My Backup strategy

Everyone is responsible for backing up their own data. In this guide I’ll walk you through how I do it.

Code and configurations #

My software projects and linux configurations are versioned via git and use GitHub as a remote backup. This relies on me committing and pushing changes regularly.

My dotfiles allow me to completely recreate my linux setup in a few hours on a new device.

Threat vectors covered: Main machine drive failure

Secrets #

I also version my secrets (password database, api keys, private configurations) in git. Once a day a cronjob runs a copy of my dotfiles repo management scripts that collect the relevant files, commits any changes and pushes to a private server. You could also use private GitHub repos, but I rather keep my unencrypted secrets on my own server. Alternatively you could encrypt the files then you can store it where ever. But this wouldn’t play well with git, since all files will be different every time.

Threat vectors covered: Main machine drive failure, revert undesired changes

Notes and laptop/phone media #

As detailed in my post about my Note synchronization setup I use Syncthing to sync them to my homeserver (and from there to other devices.) The same applies to music and any other media on my phone or computer.

Syncthing offers multiple ways to version your files as to allow for retrival of changed or deleted files. I only use this versioning on the homesever and vary it based on the type of files being synced. For my notes I use “Simple” 45 day versioning and for my media 20 day “Trash Can” versioning.

Synchronization is not a backup though.

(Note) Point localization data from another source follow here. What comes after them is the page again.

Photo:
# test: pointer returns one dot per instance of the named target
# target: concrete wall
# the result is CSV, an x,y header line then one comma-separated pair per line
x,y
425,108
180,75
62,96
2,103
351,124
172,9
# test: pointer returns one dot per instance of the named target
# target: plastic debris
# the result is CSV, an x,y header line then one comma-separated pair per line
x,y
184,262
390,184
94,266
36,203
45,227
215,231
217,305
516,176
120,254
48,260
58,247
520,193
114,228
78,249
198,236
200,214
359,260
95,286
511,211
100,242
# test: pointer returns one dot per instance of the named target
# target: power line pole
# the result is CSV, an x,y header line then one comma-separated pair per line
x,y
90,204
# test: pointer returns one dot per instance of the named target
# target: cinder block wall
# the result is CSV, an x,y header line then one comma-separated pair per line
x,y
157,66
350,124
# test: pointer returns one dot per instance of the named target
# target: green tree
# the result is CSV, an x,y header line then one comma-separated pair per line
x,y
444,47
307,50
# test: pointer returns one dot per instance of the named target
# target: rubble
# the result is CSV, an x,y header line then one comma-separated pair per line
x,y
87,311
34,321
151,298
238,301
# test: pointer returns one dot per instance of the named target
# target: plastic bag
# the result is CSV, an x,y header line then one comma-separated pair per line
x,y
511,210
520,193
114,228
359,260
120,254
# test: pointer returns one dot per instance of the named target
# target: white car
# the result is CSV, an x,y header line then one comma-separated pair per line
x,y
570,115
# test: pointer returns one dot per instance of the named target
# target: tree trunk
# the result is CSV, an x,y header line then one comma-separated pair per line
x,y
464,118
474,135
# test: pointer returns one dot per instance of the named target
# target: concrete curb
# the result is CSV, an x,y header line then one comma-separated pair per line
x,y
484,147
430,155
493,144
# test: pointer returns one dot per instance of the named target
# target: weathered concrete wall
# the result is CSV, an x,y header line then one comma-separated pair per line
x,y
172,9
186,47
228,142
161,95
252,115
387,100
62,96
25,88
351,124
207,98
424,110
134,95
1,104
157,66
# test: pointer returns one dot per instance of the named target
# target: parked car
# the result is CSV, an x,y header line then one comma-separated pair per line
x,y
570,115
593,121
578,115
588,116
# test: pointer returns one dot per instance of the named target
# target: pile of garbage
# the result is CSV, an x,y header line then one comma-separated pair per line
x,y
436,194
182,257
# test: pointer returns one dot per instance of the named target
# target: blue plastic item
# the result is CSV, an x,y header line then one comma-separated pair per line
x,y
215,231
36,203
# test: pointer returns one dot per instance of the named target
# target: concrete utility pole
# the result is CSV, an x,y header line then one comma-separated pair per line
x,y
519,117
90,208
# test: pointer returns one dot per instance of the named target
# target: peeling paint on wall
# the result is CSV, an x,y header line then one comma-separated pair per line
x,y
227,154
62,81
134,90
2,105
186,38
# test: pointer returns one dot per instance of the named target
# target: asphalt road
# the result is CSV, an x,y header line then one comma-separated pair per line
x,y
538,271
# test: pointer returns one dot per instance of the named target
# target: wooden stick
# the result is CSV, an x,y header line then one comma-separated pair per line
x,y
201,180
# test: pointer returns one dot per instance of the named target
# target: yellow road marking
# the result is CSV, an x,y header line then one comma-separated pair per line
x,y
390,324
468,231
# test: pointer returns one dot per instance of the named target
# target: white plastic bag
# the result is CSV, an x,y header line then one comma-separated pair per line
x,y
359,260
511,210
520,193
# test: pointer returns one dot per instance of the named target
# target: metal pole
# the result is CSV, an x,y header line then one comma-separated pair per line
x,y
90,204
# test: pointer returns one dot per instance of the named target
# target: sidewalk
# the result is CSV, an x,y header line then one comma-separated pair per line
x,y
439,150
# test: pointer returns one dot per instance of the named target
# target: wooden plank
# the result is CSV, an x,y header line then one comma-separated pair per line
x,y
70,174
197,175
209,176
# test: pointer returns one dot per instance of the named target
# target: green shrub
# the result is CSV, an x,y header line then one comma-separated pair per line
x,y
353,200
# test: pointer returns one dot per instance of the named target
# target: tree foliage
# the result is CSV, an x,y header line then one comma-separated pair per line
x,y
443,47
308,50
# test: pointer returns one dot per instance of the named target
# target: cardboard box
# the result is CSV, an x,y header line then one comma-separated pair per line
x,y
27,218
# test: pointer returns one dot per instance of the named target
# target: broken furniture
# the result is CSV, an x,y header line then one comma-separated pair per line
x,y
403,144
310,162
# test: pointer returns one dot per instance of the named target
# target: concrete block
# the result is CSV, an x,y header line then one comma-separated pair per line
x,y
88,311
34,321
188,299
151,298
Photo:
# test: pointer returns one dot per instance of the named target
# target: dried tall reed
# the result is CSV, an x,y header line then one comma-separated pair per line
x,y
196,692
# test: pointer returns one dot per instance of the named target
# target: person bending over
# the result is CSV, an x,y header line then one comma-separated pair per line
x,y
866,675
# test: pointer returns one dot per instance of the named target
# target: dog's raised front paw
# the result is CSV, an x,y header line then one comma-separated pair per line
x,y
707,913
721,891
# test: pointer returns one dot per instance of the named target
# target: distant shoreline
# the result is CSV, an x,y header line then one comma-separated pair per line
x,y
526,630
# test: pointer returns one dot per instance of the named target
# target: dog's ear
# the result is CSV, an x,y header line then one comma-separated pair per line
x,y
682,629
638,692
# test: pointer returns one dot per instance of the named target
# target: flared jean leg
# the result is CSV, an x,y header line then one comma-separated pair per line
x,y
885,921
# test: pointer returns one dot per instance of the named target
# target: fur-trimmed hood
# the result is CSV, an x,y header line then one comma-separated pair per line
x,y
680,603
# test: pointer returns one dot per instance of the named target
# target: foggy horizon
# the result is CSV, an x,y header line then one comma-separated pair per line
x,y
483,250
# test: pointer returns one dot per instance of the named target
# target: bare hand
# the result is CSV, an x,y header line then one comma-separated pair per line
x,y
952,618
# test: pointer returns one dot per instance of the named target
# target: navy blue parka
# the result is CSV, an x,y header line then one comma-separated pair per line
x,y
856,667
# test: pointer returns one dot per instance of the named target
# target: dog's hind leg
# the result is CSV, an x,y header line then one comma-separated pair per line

By being synced through my homeserver everything is also covered by it’s backup strategy.

Threat vectors covered: Main machine drive failure, revert undesired changes

Homeserver #

To project against disk failure I’m running UNRAID. I opted for UNRAID over RAID for the ease of upgrading. RAID would have required me to buy all of my hard-drives together. I wasn’t sure how much storage I needed and wanted to reserve the option to upgrade slowly instead of having a big upfront investment.

RAID, or UNRAID in my case is not a backup though. So besides my single parity disk I also have two external WD Elements drives for on-site and off-site backups. On-site is backed-up weekly and swapped with the off-site one at a relatives place whenever I visit. Any safe place outside of your house that you regularly visit will do.

Threat vectors covered: Single drive failure¹, multiple drive failures², Randsomware, environmental hazards at server location (fire, water, burglary)

Reference:

• 3-2-1 Strategy
• Ben Vallack’s backup strategy

Technical details #

By encrypting our external backup drives we can secure our data against abuse.

Threat vectors covered: External backup in the wrong hands

Initial setup #

Whenever I get a new drive that is to serve as a backup I have to test the drive and put an encrypted filesystem on it.

Testing the drive #

To verify that the disk is fine run an extended SMART test on it. I do this through the UNRAID UI, but I’m sure there is a way to do it on the command-line. If there are any errors the drive gets returned to the seller.

Next I’ll preclear the drive. This will:

• read out every byte
• write a zero to every byte
• read out every byte again

This is technically unnecessary³ but will serve as a stresstest for the drive. If it will fail early I want to know as soon as possible so I can return it.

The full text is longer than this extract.